Despite everything I’ve said above, there is one thing that PMs and CEOs have in common. Being a CEO is tough. Tim Cook says that running Apple “is sort of a lonely job” and many CEOs agree, and feel that that loneliness impairs their performance.

While being a product manager isn’t necessarily lonely, the fact that we are the only one on our team, and not always well-connected within the rest of the organization can mean that PMs may relate to CEOs in feeling isolated.

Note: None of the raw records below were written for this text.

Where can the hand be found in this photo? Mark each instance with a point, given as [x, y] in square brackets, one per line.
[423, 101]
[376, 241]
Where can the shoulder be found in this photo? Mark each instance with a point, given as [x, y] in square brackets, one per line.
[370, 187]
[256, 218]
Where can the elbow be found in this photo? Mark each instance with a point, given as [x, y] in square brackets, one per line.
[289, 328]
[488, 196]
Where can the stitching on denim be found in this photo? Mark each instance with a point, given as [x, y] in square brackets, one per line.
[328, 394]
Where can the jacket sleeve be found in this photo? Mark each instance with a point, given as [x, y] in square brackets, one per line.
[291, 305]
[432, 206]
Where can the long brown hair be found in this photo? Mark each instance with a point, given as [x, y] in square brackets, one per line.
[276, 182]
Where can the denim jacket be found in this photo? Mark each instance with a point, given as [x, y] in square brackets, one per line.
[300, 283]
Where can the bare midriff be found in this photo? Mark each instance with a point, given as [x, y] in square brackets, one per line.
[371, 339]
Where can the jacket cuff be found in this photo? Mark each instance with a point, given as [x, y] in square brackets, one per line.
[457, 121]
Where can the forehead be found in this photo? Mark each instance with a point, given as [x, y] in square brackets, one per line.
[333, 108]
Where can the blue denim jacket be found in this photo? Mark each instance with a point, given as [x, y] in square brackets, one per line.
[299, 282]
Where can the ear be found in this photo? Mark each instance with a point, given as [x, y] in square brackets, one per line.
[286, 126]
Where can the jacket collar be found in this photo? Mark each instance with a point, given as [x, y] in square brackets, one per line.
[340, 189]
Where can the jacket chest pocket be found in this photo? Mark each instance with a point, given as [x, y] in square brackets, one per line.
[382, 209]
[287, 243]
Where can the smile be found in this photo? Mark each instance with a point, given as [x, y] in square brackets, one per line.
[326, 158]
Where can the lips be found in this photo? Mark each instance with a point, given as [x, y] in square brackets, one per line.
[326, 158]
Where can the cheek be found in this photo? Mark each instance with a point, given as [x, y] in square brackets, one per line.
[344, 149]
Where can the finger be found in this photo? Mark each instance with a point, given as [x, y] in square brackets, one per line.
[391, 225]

The mental and emotional toll the job takes is well-known and quickly came to mind when I spoke to some PMs I know about it:

“Product management is a difficult, burnout-inducing profession. We do it because we love the idea of it more than actually doing it. I’ve hit the point in every product job I’ve ever had where I tell myself, “this is the last product job I’ll ever have.” Still, I keep doing product work, hoping that the next job I have will be the one that fulfills my expectations.” — David Schlossberg, product director at CrowdTap

and

“It is emotionally exhausting” — Kate Zasada, product manager at Paribus

and

“Sometimes you won’t be able to sleep thinking about a launch, but there’s little you can do yourself to ensure success”—Tami Reiss, product lead at JustWorks

I was only mildly surprised to learn that product manager was rated one of the unhappiest jobs in America in 2012. Having been a founder, marketer, consultant, and product manager, I feel like being a PM might have a lower day-to-day enjoyment but better long-term satisfaction (but only if you get to the point where you’re shipping regularly and have a team you respect).

For me, product management is exciting and stressful for the same reason: there’s unpredictability, there’s opportunity to create something new (which also means it may be unproven), and you’re usually operating with less data than you’d like, and everything is always a little bit broken.

Additional References

At the end of the day, software is still eating our world. From finance to manufacturing to transportation to healthcare, some of our largest industries are still at the early stages of their digital transformation. And with that transformation comes the need for product managers.

Building, maintaining, and evolving digital products requires a unique set of skills, an understanding of customers, technology, user experience, and the nuances of a particular organization and it’s political climate. It is a challenging role but one that can also be incredibly meaningful as well.